L’abandon est tout aussi commun et lui nous pousse vers les addictions. Quand nous pensons que la Belgique figure parmi les champions du monde de consommation de psychotropes, cela dévoile que dans l’opulence matérielle, nous nous sentons bien délaissés !

Tertio, la trahison

Elle nous installe dans un système de contrôle, puisqu’ayant été abusé de notre confiance et ayant vécu la déloyauté dans une relation, il nous faut désormais nous protéger : contrôler.
La trahison prend diverses formes comme la tricherie, la fraude, la malhonnêteté, la nonauthenticité. Elle évoque en nous souvent des moments-phares bien détestables, parfois enfuis, jamais oubliés et quelques fois guéris. Cela court les rues, dans les couples, au boulot ou avec le monde politique. La trahison, c’est un peu comme les métaux lourds dans la nature, il faut du temps pour se détoxifier de ces petits éléments « biopersistants ».

Quartro, le rejet

Ecarter une personne ou en nier une de ses facettes. Ne pas la reconnaître, l’ignorer. Bienvenue à tous les plexus solaires noués, souvent le rejet en est pour quelque chose… Franchissez une grille de cour de récréation et cela est aisé à observer, certains enfants sont écartés. Regardez en arrière votre vie amoureuse, lesquels avez-vous « jetés » ou lesquels vous ont « rejeté » ? Regardez les rejets d’ethnies, de cultures… et toute la violence que cela engendre ! Premier remède au rejet, le « merci » sincère lorsque vous avez reçu quelque chose. Cela dénoue tout de suite le plexus solaire.

In fine, l’humiliation

Ô sentiment détestable que nous avons tous goûté et qui aura pour partie émergée la honte, la culpabilité. Humilier, c’est juger une personne, soit en voulant la réduire ou en voulant la mettre sur un piédestal, vous sentant alors humilié vous-même. C’est l’inverse du respect, l’humiliation c’est aussi un gros couvercle sur bien des tabous persistants. Pensez à tout ce qui est difficile sur la mort, la sexualité, l’argent, la différence, etc.
Ce premier tour d’horizon établi, vous aurez sans doute compris pourquoi si peu de relations sont profondément harmonieuses. Car il s’agit, avec la même personne, de ni recevoir ni inoculer aucun des cinq poisons dans la relation.

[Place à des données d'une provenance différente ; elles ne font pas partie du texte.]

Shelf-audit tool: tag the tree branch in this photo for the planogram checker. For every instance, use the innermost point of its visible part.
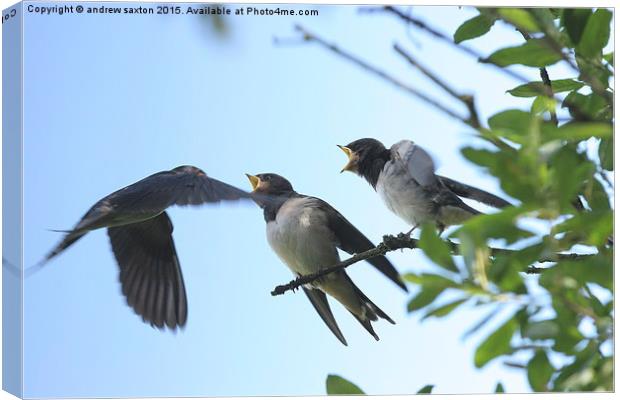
(544, 75)
(376, 71)
(445, 38)
(554, 45)
(402, 241)
(467, 100)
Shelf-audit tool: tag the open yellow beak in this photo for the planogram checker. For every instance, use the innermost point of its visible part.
(350, 166)
(254, 181)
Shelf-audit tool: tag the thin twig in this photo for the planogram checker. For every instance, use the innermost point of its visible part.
(445, 38)
(596, 87)
(370, 68)
(467, 100)
(402, 241)
(544, 75)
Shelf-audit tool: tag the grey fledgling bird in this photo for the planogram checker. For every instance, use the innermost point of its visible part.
(404, 176)
(306, 232)
(140, 232)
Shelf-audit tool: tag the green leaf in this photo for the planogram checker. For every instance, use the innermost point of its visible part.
(482, 322)
(593, 227)
(445, 309)
(536, 88)
(435, 248)
(533, 53)
(338, 385)
(426, 389)
(539, 371)
(574, 21)
(511, 120)
(539, 330)
(501, 225)
(497, 344)
(520, 18)
(606, 153)
(473, 28)
(590, 106)
(578, 131)
(543, 104)
(596, 34)
(424, 297)
(568, 275)
(597, 197)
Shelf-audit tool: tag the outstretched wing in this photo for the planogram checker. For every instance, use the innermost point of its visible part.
(417, 161)
(150, 273)
(185, 185)
(319, 301)
(351, 240)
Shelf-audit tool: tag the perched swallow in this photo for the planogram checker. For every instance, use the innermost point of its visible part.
(306, 232)
(140, 232)
(404, 176)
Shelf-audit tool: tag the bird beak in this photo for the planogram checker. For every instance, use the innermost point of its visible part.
(254, 181)
(352, 156)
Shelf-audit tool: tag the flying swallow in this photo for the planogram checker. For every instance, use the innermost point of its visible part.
(140, 232)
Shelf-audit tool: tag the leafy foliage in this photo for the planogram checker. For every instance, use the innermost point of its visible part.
(337, 385)
(552, 158)
(563, 323)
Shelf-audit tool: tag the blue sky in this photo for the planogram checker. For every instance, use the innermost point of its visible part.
(110, 99)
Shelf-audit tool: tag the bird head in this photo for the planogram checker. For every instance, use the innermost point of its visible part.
(269, 184)
(361, 152)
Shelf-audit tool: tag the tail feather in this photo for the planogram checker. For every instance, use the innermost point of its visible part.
(371, 311)
(473, 193)
(367, 325)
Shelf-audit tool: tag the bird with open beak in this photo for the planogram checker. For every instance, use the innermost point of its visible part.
(404, 176)
(306, 232)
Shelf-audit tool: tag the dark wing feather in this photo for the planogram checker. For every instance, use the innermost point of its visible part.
(418, 162)
(150, 273)
(319, 301)
(351, 240)
(473, 193)
(181, 186)
(185, 185)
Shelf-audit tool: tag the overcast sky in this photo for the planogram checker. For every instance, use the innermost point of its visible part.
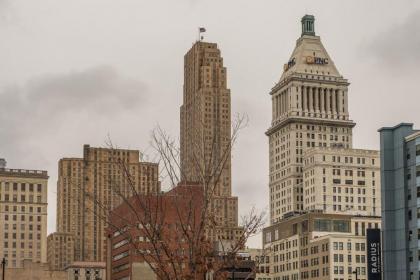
(74, 71)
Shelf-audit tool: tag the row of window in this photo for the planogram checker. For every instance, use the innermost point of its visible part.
(6, 186)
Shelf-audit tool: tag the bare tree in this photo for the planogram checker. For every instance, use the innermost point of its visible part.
(170, 231)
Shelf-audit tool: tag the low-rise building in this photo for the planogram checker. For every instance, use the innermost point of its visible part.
(319, 246)
(23, 216)
(400, 173)
(131, 229)
(86, 271)
(261, 259)
(60, 250)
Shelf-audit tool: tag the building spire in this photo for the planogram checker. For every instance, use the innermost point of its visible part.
(308, 25)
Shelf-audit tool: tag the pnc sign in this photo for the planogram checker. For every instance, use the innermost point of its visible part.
(289, 64)
(316, 60)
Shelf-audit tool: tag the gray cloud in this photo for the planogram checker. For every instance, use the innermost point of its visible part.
(398, 46)
(47, 104)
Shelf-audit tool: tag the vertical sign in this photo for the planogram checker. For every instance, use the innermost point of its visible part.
(373, 242)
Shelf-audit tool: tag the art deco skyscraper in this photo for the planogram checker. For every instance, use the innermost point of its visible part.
(206, 127)
(86, 184)
(309, 109)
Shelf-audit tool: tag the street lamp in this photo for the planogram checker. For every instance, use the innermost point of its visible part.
(3, 264)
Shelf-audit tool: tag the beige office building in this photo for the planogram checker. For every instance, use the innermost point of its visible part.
(337, 180)
(206, 132)
(319, 246)
(324, 194)
(98, 180)
(60, 250)
(23, 216)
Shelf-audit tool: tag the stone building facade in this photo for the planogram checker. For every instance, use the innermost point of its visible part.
(319, 246)
(98, 181)
(309, 109)
(400, 173)
(324, 194)
(129, 239)
(23, 216)
(206, 133)
(60, 250)
(86, 271)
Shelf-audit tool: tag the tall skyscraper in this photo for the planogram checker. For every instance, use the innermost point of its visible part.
(324, 194)
(87, 184)
(309, 109)
(400, 173)
(23, 216)
(206, 131)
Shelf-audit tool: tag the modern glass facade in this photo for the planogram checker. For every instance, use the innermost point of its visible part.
(400, 176)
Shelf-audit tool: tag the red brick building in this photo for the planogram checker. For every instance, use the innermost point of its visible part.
(153, 229)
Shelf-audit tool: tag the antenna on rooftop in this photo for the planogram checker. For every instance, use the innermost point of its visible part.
(200, 31)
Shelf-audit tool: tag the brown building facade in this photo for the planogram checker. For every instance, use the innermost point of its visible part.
(206, 133)
(131, 230)
(60, 250)
(98, 181)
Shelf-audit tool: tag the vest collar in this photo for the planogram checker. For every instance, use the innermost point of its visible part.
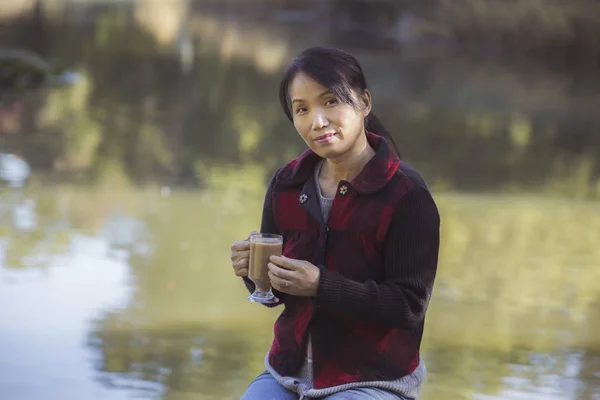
(374, 176)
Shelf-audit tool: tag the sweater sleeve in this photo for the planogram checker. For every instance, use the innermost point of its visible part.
(410, 260)
(268, 225)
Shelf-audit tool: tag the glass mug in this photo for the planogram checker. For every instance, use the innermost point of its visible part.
(263, 246)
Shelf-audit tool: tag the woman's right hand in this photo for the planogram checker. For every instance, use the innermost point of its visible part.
(240, 255)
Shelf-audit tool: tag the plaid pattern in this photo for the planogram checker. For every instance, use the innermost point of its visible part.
(348, 346)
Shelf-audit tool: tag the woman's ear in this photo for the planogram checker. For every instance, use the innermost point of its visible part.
(367, 102)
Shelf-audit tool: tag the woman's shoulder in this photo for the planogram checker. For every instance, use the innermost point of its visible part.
(410, 177)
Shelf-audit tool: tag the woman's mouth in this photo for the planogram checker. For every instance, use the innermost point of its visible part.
(325, 138)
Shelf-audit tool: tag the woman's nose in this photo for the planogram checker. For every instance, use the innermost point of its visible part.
(320, 121)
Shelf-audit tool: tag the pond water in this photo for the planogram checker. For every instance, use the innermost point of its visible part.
(123, 192)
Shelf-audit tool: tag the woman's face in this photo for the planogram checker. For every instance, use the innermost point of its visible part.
(328, 126)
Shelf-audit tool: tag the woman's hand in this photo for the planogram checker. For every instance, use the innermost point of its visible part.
(240, 254)
(295, 277)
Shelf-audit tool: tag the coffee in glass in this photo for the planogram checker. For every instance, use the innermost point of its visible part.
(262, 247)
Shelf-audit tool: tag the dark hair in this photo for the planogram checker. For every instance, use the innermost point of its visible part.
(339, 72)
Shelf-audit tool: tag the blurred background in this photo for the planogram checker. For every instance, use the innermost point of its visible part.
(137, 137)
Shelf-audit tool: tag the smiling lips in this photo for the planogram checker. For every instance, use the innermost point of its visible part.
(328, 137)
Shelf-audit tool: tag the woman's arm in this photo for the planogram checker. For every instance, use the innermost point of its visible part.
(411, 255)
(268, 225)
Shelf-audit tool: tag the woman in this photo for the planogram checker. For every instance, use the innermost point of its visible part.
(361, 241)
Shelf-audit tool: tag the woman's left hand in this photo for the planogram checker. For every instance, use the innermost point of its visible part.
(295, 277)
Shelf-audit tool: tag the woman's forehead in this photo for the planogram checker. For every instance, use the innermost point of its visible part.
(304, 87)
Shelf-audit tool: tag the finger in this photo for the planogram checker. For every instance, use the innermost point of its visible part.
(252, 233)
(288, 263)
(238, 255)
(240, 245)
(281, 273)
(280, 284)
(240, 264)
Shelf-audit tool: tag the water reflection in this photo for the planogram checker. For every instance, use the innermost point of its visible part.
(145, 170)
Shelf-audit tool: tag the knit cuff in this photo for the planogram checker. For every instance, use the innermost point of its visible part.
(330, 287)
(249, 284)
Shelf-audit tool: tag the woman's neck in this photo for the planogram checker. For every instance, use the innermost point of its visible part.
(348, 166)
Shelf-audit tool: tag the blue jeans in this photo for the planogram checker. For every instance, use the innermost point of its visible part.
(265, 387)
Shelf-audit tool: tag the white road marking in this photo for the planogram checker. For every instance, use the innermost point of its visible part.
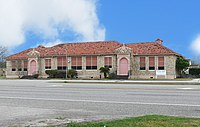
(96, 101)
(186, 88)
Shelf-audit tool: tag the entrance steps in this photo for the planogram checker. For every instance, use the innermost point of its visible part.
(122, 77)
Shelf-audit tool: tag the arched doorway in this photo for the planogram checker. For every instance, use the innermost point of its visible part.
(33, 67)
(123, 66)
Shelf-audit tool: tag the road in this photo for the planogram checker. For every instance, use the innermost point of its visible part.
(29, 100)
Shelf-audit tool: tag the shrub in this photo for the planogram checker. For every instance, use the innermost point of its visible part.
(112, 75)
(56, 73)
(72, 73)
(194, 71)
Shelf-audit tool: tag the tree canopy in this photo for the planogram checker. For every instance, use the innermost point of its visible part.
(105, 71)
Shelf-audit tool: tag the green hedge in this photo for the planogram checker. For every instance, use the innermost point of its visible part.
(61, 73)
(194, 71)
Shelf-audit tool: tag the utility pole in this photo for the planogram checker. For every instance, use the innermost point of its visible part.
(66, 62)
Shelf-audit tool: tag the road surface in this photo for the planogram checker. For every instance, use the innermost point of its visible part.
(28, 100)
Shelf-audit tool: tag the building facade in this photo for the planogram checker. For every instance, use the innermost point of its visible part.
(137, 60)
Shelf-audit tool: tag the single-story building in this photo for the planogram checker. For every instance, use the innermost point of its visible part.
(136, 60)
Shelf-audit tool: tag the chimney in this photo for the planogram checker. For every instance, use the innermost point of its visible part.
(159, 41)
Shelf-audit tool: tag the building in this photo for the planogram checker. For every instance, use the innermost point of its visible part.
(137, 60)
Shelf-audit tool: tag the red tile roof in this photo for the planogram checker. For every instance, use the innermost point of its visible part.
(103, 47)
(149, 48)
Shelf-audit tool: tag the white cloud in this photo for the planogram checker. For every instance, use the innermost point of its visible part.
(195, 46)
(46, 18)
(50, 44)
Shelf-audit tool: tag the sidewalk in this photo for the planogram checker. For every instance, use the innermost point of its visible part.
(175, 82)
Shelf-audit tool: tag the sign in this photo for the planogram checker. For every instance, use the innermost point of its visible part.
(160, 72)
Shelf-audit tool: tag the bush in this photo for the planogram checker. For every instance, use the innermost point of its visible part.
(56, 73)
(72, 73)
(194, 71)
(35, 76)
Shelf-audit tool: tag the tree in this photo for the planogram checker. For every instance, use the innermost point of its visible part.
(105, 71)
(3, 51)
(181, 64)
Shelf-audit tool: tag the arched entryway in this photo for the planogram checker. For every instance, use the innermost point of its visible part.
(123, 66)
(33, 67)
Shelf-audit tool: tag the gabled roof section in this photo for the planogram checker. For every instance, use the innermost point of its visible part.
(81, 48)
(84, 48)
(150, 48)
(98, 48)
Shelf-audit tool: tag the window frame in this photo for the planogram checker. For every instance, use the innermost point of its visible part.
(143, 67)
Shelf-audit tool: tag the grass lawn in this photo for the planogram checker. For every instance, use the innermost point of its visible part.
(2, 77)
(144, 121)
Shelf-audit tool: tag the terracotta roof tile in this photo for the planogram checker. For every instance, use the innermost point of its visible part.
(102, 47)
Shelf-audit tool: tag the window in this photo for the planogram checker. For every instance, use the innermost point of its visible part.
(108, 62)
(25, 65)
(142, 63)
(13, 65)
(61, 63)
(47, 63)
(151, 63)
(161, 63)
(91, 62)
(76, 63)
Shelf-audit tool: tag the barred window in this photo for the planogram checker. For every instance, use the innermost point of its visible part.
(151, 63)
(76, 63)
(13, 64)
(161, 63)
(142, 63)
(25, 65)
(108, 62)
(47, 63)
(61, 63)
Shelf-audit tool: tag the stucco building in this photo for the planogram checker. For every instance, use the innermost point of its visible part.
(137, 60)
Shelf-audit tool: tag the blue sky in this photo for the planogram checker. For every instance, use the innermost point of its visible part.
(176, 22)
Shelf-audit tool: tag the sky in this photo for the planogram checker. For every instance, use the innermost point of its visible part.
(28, 23)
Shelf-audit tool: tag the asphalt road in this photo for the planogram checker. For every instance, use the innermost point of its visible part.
(29, 100)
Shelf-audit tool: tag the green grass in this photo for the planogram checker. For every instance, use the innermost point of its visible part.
(144, 121)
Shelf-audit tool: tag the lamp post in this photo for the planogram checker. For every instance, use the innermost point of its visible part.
(66, 63)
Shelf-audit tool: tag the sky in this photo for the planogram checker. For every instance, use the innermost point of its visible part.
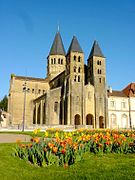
(28, 27)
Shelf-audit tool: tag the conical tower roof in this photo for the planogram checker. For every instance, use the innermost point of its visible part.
(57, 46)
(96, 51)
(74, 46)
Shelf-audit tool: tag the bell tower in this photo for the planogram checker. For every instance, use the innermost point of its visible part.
(97, 77)
(75, 83)
(56, 57)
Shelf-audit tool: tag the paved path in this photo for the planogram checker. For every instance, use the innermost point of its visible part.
(9, 138)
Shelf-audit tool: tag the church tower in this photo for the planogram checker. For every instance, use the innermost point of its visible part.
(97, 77)
(75, 83)
(56, 57)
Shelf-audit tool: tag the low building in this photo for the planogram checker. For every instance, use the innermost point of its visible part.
(121, 107)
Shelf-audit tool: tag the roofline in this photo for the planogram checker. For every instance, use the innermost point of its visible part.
(31, 78)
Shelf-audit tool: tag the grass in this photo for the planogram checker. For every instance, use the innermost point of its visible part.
(107, 166)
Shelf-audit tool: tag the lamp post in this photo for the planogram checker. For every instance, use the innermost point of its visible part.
(24, 105)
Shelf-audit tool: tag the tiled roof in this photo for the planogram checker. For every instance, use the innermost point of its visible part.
(57, 46)
(96, 51)
(74, 46)
(117, 93)
(31, 78)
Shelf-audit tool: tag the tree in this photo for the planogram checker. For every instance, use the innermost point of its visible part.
(4, 103)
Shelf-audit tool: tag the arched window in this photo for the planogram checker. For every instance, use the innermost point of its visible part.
(79, 59)
(28, 90)
(34, 116)
(54, 61)
(75, 78)
(74, 58)
(113, 121)
(55, 106)
(78, 78)
(38, 114)
(124, 121)
(74, 68)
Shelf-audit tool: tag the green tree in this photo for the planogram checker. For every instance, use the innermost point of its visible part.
(4, 103)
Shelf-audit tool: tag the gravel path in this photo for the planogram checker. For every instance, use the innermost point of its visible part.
(10, 138)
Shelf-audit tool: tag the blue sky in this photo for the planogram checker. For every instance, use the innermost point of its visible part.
(28, 27)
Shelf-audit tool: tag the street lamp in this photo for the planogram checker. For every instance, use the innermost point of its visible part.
(24, 104)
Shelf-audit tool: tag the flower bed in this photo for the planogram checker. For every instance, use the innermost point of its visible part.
(66, 148)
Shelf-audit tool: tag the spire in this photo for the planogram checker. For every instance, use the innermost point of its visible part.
(74, 46)
(57, 46)
(96, 51)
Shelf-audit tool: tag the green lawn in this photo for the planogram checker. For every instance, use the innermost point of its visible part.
(108, 166)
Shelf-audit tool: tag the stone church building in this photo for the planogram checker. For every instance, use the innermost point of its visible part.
(73, 93)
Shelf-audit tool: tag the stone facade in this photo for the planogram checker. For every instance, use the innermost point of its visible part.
(72, 94)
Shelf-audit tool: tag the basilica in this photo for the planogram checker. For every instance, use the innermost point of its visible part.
(72, 94)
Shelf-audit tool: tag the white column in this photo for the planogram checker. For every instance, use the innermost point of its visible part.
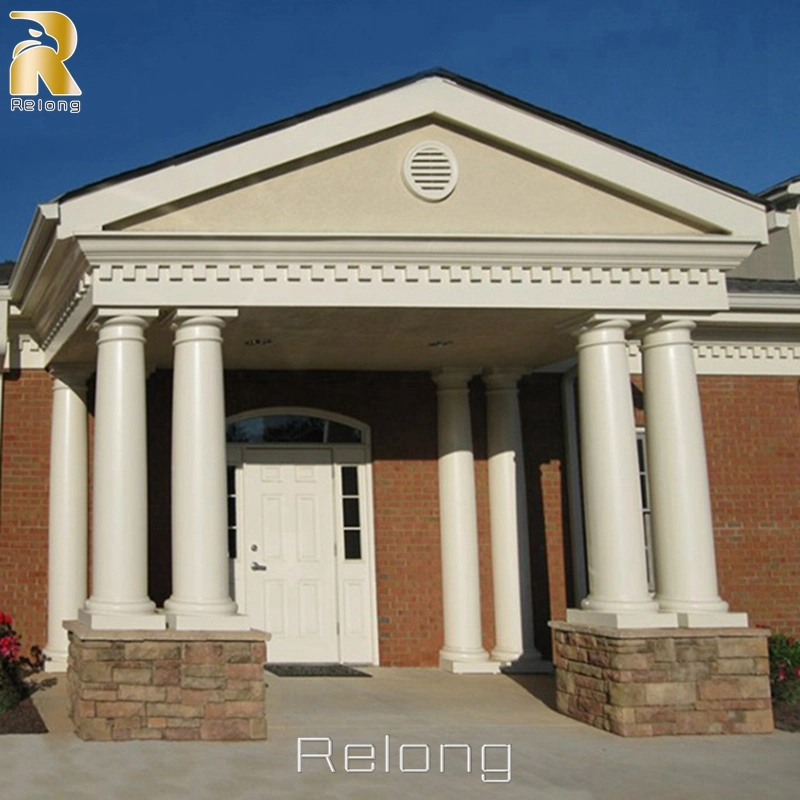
(200, 586)
(119, 511)
(618, 594)
(67, 545)
(511, 574)
(683, 533)
(463, 643)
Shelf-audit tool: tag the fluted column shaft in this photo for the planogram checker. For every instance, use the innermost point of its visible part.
(67, 551)
(200, 584)
(618, 592)
(513, 604)
(683, 534)
(119, 534)
(459, 524)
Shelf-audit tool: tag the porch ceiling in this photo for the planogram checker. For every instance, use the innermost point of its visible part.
(369, 339)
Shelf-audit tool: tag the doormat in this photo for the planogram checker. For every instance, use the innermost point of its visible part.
(315, 671)
(23, 719)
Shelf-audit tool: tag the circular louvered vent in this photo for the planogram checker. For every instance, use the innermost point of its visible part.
(431, 171)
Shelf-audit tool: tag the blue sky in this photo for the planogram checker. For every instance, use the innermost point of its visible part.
(711, 84)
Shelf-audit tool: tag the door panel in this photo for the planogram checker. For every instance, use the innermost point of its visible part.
(290, 528)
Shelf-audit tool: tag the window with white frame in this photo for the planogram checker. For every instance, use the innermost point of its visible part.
(644, 485)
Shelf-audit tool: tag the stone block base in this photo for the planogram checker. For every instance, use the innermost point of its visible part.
(166, 684)
(664, 682)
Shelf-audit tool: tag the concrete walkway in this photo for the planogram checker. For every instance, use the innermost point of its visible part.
(552, 757)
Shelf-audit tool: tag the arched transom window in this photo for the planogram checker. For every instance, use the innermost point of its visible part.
(291, 429)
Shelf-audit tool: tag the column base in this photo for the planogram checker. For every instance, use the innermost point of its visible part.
(109, 620)
(207, 622)
(710, 619)
(463, 667)
(622, 619)
(527, 664)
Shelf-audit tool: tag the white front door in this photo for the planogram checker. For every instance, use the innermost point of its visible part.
(290, 561)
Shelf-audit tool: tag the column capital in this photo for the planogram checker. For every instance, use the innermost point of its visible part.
(182, 315)
(502, 378)
(453, 377)
(587, 323)
(70, 376)
(666, 330)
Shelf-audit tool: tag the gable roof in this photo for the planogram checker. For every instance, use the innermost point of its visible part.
(475, 86)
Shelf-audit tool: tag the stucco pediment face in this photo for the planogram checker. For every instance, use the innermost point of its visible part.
(361, 190)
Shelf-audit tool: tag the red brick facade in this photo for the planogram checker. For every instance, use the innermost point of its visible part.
(24, 486)
(752, 429)
(752, 436)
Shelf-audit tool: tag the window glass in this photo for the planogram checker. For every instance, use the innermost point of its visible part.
(291, 428)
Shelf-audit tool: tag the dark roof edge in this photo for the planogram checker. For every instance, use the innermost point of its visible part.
(468, 83)
(762, 286)
(774, 192)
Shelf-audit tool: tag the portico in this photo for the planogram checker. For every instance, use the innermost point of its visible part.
(236, 265)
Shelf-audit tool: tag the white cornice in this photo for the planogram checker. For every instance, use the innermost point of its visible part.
(699, 252)
(38, 241)
(765, 301)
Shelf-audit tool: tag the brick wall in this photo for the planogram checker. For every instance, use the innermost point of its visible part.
(24, 486)
(752, 437)
(752, 427)
(543, 434)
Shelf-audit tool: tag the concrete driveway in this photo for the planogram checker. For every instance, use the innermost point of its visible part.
(418, 710)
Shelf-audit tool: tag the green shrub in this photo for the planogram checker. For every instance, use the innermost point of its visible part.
(784, 668)
(15, 669)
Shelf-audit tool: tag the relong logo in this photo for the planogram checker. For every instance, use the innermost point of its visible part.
(36, 57)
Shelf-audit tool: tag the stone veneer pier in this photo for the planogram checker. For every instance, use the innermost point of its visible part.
(664, 681)
(175, 685)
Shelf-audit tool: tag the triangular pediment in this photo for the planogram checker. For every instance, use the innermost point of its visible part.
(361, 189)
(520, 171)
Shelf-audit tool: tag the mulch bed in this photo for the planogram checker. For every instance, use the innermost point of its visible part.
(787, 718)
(22, 719)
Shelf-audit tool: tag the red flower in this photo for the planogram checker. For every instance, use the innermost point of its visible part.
(9, 647)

Résonner en premier, s’aligner en second

Une fois la résonnance accueillie, le poison relationnel identifié, il est nécessaire de s’aligner par un acte concret. Car laisser l’émotion gouverner notre vie amène la dérive de se sentir « victime ».
Quels actes concrets sont nécessaires ? Le ou les acte(s) qui va(vont) tendre(s) à rééquilibrer la relation – d’abord en dissolvant le poison relationnel – puis en utilisant ma puissance dans la sphère d’action qui m’est propre.
Je ne peux pas forcer autrui à agir – chacun dispose du libre arbitre de ses actes et pensées – mais quand je joue pleinement mon rôle, alors je peux trouver une forme de paix car j’ai apporté ma juste contribution.
Non seulement mon action a un impact, mais en plus ma paix vient comme un ciment consolider cet impact. A voir tout ce qui est à rebâtir en ce siècle, il en faudra du ciment – de la paix – pour consolider toutes les actions apportées par chacun pour rebâtir et guérir les quatre coins du monde et tous les systèmes (économique, alimentaire, migratoire, etc).
En systémique, il est dit que pour changer un système, il suffit de modifier un des éléments du système, nul besoin de modifier les autres. Car si déjà je guéris une blessure, je change ma vision du monde, non seulement j’installe davantage la paix en moi et je l’émane, mais en plus, la rancoeur qui se dissipe vient aussi alléger l’autre qui est concerné ailleurs même si lui ne veut pas changer. Il reçoit l’information. Imaginez l’effet « ricochet » si le volume des guérisons et des actions d’alignement se multiplie ! Cela peut se répandre exponentiellement et produire des vagues de paix, de réconciliation, de partages de joie, etc.
Décembre est une période de fêtes, de cadeaux, de rencontres et d’introspection par l’invitation annuelle du solstice d’hiver. A côté des cadeaux à nos proches, prenons le temps de faire un cadeau à notre Soi et à cette Terre : un cadeau qui serait de désintoxifier un poison relationnel en profondeur qui nous encombre l’Être, accompagné de son ou ses action(s) d’engagement pour rééquilibrer d’abord sa relation à soi-même, à autrui et à cette planète qui nous offre tant de beauté et de ressources. Alors la maxime « se guérir soi pour guérir le monde » deviendra pour chacun un truisme, le sapin apparaîtra encore plus lumineux, Noël sera encore plus paisible et cette expérience nous aidera à faire de 2016 et des années suivantes des années de paix et d’amour.

Raphaël Dugailliez

Bibliographie : * Lise Bourbeau, « Les 5 blessures qui empêchent d’être soi-même »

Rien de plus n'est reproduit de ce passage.